The Stacks project

28.4 Types of schemes defined by properties of rings

In this section we study what properties of rings allow one to define local properties of schemes.

Definition 28.4.1. Let $P$ be a property of rings. We say that $P$ is local if the following hold:

  1. For any ring $R$, and any $f \in R$ we have $P(R) \Rightarrow P(R_ f)$.

  2. For any ring $R$, and $f_ i \in R$ such that $(f_1, \ldots , f_ n) = R$ then $\forall i, P(R_{f_ i}) \Rightarrow P(R)$.

Definition 28.4.2. Let $P$ be a property of rings. Let $X$ be a scheme. We say $X$ is locally $P$ if for any $x \in X$ there exists an affine open neighbourhood $U$ of $x$ in $X$ such that $\mathcal{O}_ X(U)$ has property $P$.

This is only a good notion if the property is local. Even if $P$ is a local property we will not automatically use this definition to say that a scheme is “locally $P$” unless we also explicitly state the definition elsewhere.

Lemma 28.4.3. Let $X$ be a scheme. Let $P$ be a local property of rings. The following are equivalent:

  1. The scheme $X$ is locally $P$.

  2. For every affine open $U \subset X$ the property $P(\mathcal{O}_ X(U))$ holds.

  3. There exists an affine open covering $X = \bigcup U_ i$ such that each $\mathcal{O}_ X(U_ i)$ satisfies $P$.

  4. There exists an open covering $X = \bigcup X_ j$ such that each open subscheme $X_ j$ is locally $P$.

Moreover, if $X$ is locally $P$ then every open subscheme is locally $P$.

Proof.
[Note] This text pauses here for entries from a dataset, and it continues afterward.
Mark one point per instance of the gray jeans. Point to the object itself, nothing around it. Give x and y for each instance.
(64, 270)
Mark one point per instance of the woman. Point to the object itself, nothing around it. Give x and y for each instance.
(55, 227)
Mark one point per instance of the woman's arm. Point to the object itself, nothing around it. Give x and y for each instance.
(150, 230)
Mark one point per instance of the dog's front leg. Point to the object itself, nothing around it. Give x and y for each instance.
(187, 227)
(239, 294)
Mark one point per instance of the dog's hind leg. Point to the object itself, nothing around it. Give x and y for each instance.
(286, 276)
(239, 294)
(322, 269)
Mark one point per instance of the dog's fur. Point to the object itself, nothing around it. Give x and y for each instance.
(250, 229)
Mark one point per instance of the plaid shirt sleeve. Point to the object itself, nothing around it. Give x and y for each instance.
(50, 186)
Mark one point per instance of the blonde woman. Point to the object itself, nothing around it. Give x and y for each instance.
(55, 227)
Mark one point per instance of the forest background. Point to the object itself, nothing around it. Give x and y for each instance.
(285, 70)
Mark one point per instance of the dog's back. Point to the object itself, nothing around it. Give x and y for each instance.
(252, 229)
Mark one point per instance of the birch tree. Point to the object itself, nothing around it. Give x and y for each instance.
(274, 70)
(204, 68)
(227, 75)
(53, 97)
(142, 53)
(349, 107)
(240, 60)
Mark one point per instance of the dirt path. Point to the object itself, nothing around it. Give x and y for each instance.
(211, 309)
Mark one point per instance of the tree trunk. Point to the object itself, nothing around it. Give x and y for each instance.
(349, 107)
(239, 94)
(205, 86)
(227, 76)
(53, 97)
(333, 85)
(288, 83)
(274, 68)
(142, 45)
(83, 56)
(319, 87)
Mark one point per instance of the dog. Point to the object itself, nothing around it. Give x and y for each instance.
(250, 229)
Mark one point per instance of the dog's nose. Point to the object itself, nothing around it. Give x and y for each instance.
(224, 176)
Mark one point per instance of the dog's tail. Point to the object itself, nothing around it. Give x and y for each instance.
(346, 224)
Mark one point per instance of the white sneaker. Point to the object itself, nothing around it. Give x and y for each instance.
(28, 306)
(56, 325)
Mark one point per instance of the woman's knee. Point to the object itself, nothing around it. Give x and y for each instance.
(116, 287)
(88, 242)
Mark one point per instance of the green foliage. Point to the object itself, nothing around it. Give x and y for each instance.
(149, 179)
Of course (1) $\Leftrightarrow $ (3) and (2) $\Rightarrow $ (1). If (3) $\Rightarrow $ (2), then the final statement of the lemma holds and it follows easily that (4) is also equivalent to (1). Thus we show (3) $\Rightarrow $ (2).

Let $X = \bigcup U_ i$ be an affine open covering, say $U_ i = \mathop{\mathrm{Spec}}(R_ i)$. Assume $P(R_ i)$. Let $\mathop{\mathrm{Spec}}(R) = U \subset X$ be an arbitrary affine open. By Schemes, Lemma 26.11.6 there exists a standard covering of $U = \mathop{\mathrm{Spec}}(R)$ by standard opens $D(f_ j)$ such that each ring $R_{f_ j}$ is a principal localization of one of the rings $R_ i$. By Definition 28.4.1 (1) we get $P(R_{f_ j})$. Whereupon $P(R)$ by Definition 28.4.1 (2). $\square$

Here is a sample application.

Lemma 28.4.4. Let $X$ be a scheme. Then $X$ is reduced if and only if $X$ is “locally reduced” in the sense of Definition 28.4.2.
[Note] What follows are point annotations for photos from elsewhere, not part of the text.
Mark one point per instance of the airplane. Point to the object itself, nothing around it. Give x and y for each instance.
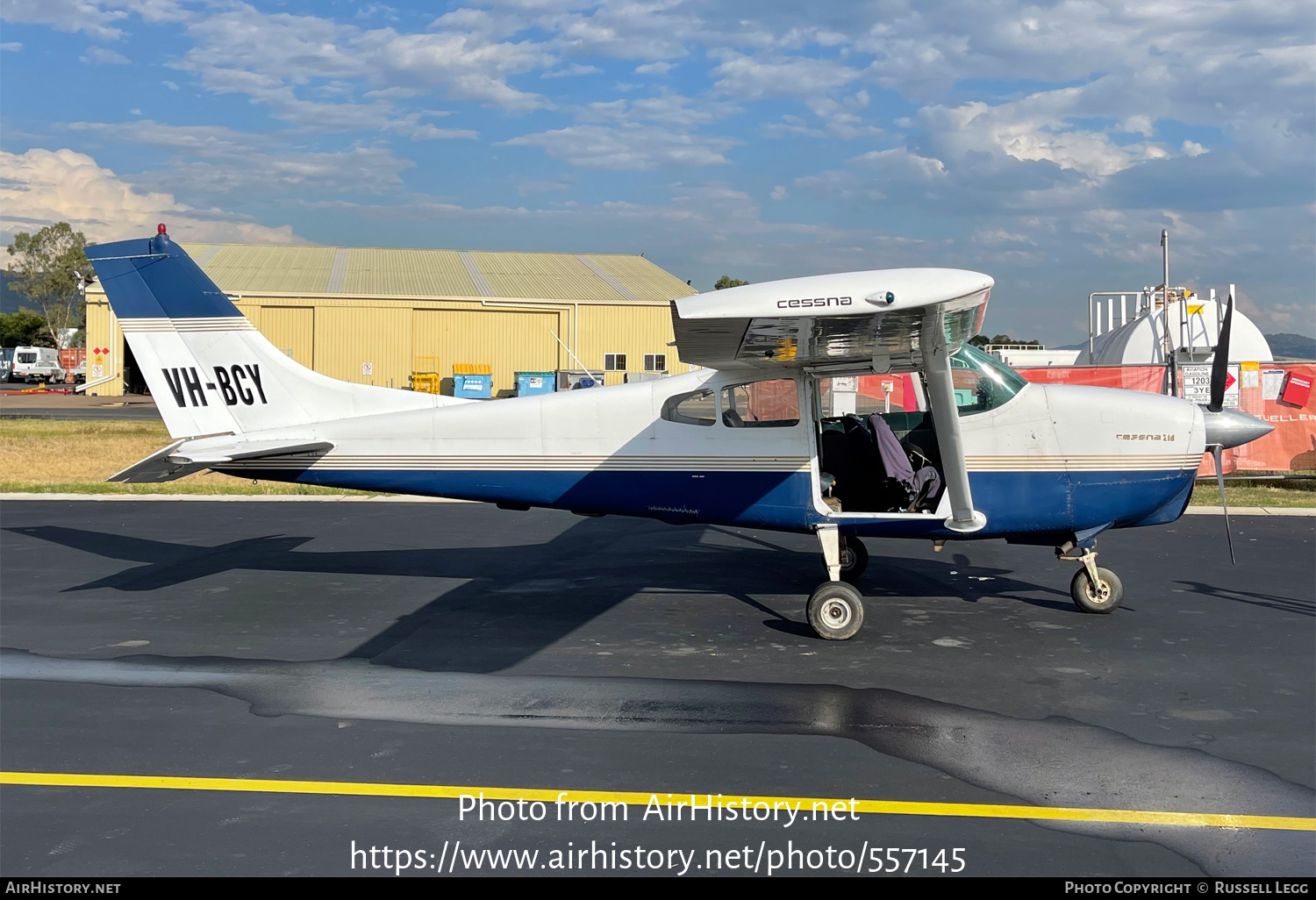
(976, 452)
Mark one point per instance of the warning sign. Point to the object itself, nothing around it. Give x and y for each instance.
(1197, 384)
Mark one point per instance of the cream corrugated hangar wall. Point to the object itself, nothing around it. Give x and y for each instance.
(375, 316)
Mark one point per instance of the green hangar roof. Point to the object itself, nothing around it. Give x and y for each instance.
(384, 273)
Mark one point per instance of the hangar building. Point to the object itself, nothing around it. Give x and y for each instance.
(375, 316)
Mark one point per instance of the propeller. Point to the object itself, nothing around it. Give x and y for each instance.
(1220, 363)
(1215, 415)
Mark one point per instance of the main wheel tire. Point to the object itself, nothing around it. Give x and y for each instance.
(1100, 599)
(855, 560)
(834, 611)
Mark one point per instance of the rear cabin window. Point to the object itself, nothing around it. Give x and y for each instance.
(694, 408)
(774, 403)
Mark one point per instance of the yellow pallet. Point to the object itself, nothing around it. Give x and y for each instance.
(426, 382)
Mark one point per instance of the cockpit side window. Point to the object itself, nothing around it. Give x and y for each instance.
(982, 382)
(694, 408)
(773, 403)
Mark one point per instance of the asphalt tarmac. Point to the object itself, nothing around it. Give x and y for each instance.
(462, 646)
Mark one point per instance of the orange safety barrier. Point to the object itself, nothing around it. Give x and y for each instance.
(1291, 447)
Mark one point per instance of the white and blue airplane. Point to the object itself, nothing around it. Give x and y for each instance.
(742, 441)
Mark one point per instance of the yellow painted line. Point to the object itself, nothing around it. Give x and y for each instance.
(641, 799)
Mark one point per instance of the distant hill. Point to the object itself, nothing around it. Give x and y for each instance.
(1294, 346)
(11, 299)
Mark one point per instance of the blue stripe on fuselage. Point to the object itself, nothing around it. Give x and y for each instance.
(1016, 503)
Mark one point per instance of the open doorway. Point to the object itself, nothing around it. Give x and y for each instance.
(876, 445)
(878, 450)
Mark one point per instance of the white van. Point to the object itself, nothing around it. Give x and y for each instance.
(34, 365)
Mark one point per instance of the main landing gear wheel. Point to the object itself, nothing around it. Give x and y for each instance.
(1102, 597)
(834, 611)
(855, 560)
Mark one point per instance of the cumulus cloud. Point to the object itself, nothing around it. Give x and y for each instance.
(42, 187)
(753, 78)
(273, 57)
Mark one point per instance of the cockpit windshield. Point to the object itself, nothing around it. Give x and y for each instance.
(982, 382)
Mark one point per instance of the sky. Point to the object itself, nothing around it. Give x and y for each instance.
(1045, 144)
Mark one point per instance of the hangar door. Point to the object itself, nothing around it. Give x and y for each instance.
(508, 341)
(291, 329)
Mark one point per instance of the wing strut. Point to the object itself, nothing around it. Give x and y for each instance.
(945, 418)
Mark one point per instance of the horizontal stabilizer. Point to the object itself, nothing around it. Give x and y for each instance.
(175, 461)
(215, 455)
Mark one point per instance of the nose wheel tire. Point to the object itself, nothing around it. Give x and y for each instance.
(834, 611)
(1103, 597)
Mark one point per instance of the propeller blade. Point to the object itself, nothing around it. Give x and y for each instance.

Proof. This is clear from Lemma 28.3.2. $\square$

Lemma 28.4.5. The following properties of a ring $R$ are local.

  1. (Cohen-Macaulay.) The ring $R$ is Noetherian and CM, see Algebra, Definition 10.104.6.

  2. (Regular.) The ring $R$ is Noetherian and regular, see Algebra, Definition 10.110.7.

  3. (Absolutely Noetherian.) The ring $R$ is of finite type over $Z$.

  4. Add more here as needed.1

Proof. Omitted. $\square$

[1] But we only list those properties here which we have not already dealt with separately somewhere else.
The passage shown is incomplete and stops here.